Taha Akyol da; “… Devlet yönetiminde -eskiden ‘rical’ denilen- ‘iyi yetişmiş insan’ sermayesi fevkalade önemlidir.
Cevdet Paşa, II.Mahmut’la Rusya’da I.Petro’nun aynı reformları yaptığını ama Petro’nun başarılı, II.Mahmut’un başarısız olduğunu yazar. Paşa’ya göre sebep, II.Mahmut’un reformlarını yürütecek ‘rical’e sahip olamamasıydı.
Başka sebepler de vardı ama ‘rical’ meselesi önemlidir.
Osmanlı’nın çöküş dönemine eşlik eden kavram ‘kaht-ı rical’di; yetişmiş adam kıtlığı…
1683 yılından itibaren toprak kayıpları başlayınca Koçi bey gerileme sebepleri olarak
-Adam kayırma
-Yozlaşma
-Liyakatsizliği göstermiştir… (Liyakatin değeri, Karar Gazetesi, 15/07/2020)”
Prof.Dr. Halil İnalcık; “Has-bağçede ayş u tarab, Nedimler, Şairler, Mutribler” adlı eserinin önsözünde, “Osmanlı medeniyeti ve yaşam tarzı söz konusu olduğunda iki ayrı kültürden, halk kültürü yanında bir saray kültüründen söz etmek yerindedir.
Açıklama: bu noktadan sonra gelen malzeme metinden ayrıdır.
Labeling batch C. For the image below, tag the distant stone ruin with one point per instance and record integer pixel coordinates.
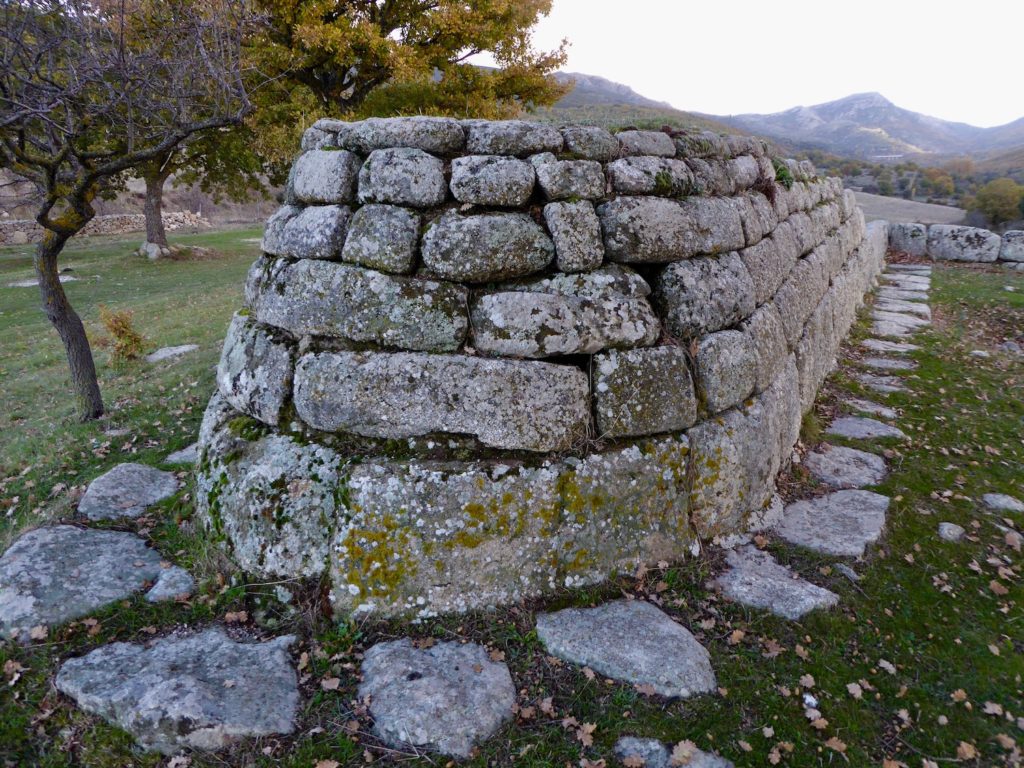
(481, 360)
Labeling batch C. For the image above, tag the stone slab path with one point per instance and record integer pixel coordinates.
(863, 428)
(889, 347)
(631, 641)
(842, 523)
(867, 407)
(448, 697)
(127, 491)
(202, 691)
(54, 574)
(842, 467)
(653, 754)
(754, 579)
(883, 384)
(166, 353)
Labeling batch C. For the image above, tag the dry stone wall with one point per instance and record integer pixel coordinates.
(953, 243)
(480, 360)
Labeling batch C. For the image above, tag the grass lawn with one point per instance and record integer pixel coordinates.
(920, 666)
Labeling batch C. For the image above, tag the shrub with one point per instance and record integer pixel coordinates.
(126, 343)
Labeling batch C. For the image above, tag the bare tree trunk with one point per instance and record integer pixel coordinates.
(155, 174)
(69, 327)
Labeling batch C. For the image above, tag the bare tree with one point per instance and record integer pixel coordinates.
(90, 90)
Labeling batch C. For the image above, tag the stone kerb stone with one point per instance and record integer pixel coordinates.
(482, 359)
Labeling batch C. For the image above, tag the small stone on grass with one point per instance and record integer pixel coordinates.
(842, 523)
(755, 579)
(127, 491)
(631, 641)
(860, 427)
(448, 697)
(843, 467)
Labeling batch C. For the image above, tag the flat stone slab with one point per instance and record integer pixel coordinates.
(127, 491)
(166, 353)
(842, 523)
(446, 697)
(843, 467)
(889, 347)
(632, 641)
(754, 579)
(887, 364)
(893, 330)
(172, 584)
(187, 455)
(200, 691)
(1003, 503)
(867, 407)
(656, 755)
(860, 427)
(884, 384)
(51, 576)
(950, 531)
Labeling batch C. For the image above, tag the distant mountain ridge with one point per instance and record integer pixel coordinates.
(868, 125)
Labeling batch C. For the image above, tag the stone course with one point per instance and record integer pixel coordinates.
(591, 348)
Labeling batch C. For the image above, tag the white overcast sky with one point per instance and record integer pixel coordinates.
(956, 59)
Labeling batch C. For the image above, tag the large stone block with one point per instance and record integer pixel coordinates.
(326, 176)
(561, 179)
(726, 370)
(590, 142)
(542, 325)
(515, 137)
(736, 455)
(492, 180)
(649, 175)
(576, 231)
(1012, 248)
(766, 331)
(655, 229)
(426, 538)
(951, 243)
(527, 406)
(255, 371)
(313, 232)
(272, 499)
(643, 391)
(770, 261)
(382, 238)
(321, 298)
(436, 135)
(702, 295)
(646, 142)
(402, 176)
(487, 247)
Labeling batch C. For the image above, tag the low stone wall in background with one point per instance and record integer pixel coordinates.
(20, 231)
(950, 243)
(480, 360)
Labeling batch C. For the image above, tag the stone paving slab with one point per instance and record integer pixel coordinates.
(860, 427)
(187, 455)
(842, 523)
(756, 580)
(53, 574)
(448, 697)
(887, 364)
(884, 384)
(1003, 503)
(200, 691)
(631, 641)
(127, 491)
(867, 407)
(656, 755)
(889, 347)
(843, 467)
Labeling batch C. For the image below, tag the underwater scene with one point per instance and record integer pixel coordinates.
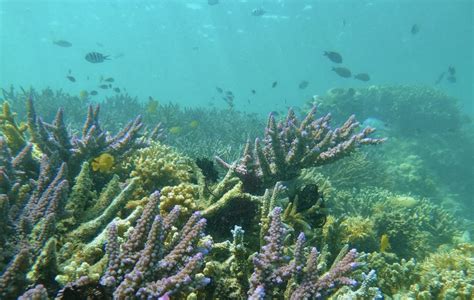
(236, 149)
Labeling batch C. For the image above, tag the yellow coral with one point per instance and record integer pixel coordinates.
(103, 163)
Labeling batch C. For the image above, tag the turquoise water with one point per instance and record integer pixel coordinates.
(181, 50)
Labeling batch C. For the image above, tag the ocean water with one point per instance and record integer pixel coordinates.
(180, 50)
(211, 73)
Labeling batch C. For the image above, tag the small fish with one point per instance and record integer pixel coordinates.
(451, 70)
(440, 78)
(333, 56)
(62, 43)
(362, 77)
(96, 57)
(258, 12)
(415, 29)
(343, 72)
(303, 84)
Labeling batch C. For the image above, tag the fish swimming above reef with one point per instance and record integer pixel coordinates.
(362, 77)
(343, 72)
(96, 57)
(303, 84)
(62, 43)
(333, 56)
(258, 12)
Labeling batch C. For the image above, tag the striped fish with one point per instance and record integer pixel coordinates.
(96, 57)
Saray’ın temsil ettiği ayrıcalıklı seçkinler sınıfının, …yaşam tarzı ve kültürleriyle sıradan halkın, re’ayanın kültürü veya kültür çeşitleri arasındaki derin farkı tarihçi göz önünde tutmak zorundadır…
Kuşkusuz, yüksek saray kültürü zurefâ (zarifler, kibar kimseler) kültürüyle halk kültürü arasında karşılıklı etki, alışveriş daima var olmuştur. Bu karşılıklı kültürleşmede daha ziyade halkın saray kültür öğelerini taklidi ve halk kültür öğelerinin sarayda icrası daima söz konusudur…
Bu biçimde egemen yüksek kültür, kâdir-i mutlak patrimonyal padişah egemenliğinin bir sembol ve ifadesidir.” demektedir.
Prof.Dr. Bayram Kodaman da geçen hafta bahsettiğim makalesinde; “Zihniyet Meselesi: Bilindiği üzere Yeniçağ’a kadar hemen hemen bütün tarım toplumlarında olduğu gibi Osmanlı’da da ideoloji dindir. Buna göre devletin ve hâkimiyetin Tanrı’ya ait olduğu zannediliyor ve devleti de Tanrı adına Peygamber yönetiyordu. Peygamberin ölümünden sonra bu görev elçinin vekili olarak halifelere düşmüştür. Halife, ilahî emirlere göre ülkeyi yönetmekle yükümlüydü. Yavuz Sultan Selim, 1517’den itibaren halifelik unvanını da üstlenmesiyle Osmanlı Devleti de resmen İslamî kuralları ve anlayışı esas alan bir yönetim şeklini benimsemiş oldu…” (SDÜ Fen Edebiyat Fakültesi Sosyal Bilimler Dergisi Aralık 2007, Sayı:16, ss.1-24)
Eğitim ile gelişme, kalkınma ve dolayısıyla büyüme arasında doğrudan ilişki vardır. Müfredattan pozitif bilimleri çıkarmak, eğitimde dahil her konuda çağı yakalamaktan uzaklaşmak demektir.